There was no reply from Palmer’s phone. Probably already out on one of the jobs he’d mentioned. She hung up and looked at the cat, sitting pointedly in the doorway to the kitchen.
‘Looks like it’s you, me and the NHS for the rest of the day,’ said Riley, heading for the fridge. She added as a warning: ‘Although I’m not sure you’re going to like this, not after Mr Grobowski’s fancy cooking…’
‘We could have a small problem. There was a man in the lift earlier. I’ve met him before. I think he might remember me.’
The speaker was in an office on the first floor of the block in Harrow, and was staring out of the window at the advancing evening, hands thrust into his pockets. The up-glow of lights from the street was throwing an unearthly haze across the horizon, and down in the street, the throb of traffic was building to its customary frenzied pitch as commuters made their way home. As if echoing the scene outside, doors slamming in the building and the whine of the lifts heralded the same activity.
The office was large and neat, furnished comfortably with a well-stocked fridge in one corner and a scattering of soft chairs and discreet lighting. It was adequate for the man’s needs; he was too old for anything more humble, the days of roughing it for Queen and country long gone. But a more lavish base would have attracted unwanted attention, something he had always worked instinctively to avoid.

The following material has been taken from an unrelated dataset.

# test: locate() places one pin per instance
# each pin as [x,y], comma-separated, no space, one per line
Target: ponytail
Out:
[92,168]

His name was Arthur Radnor, and he had just concluded a lengthy telephone conversation. He turned to look at a younger figure leaning against the wall by the door, hands clasped across his middle in a relaxed pose. His name was Michael Rubinov and, unlike Radnor, whose skin was tanned like old leather after a lifetime in foreign climes, he was ghostly pale, emphasising the dark sheen of his eyes, his black hair and habitual dark suits and highly-burnished shoes.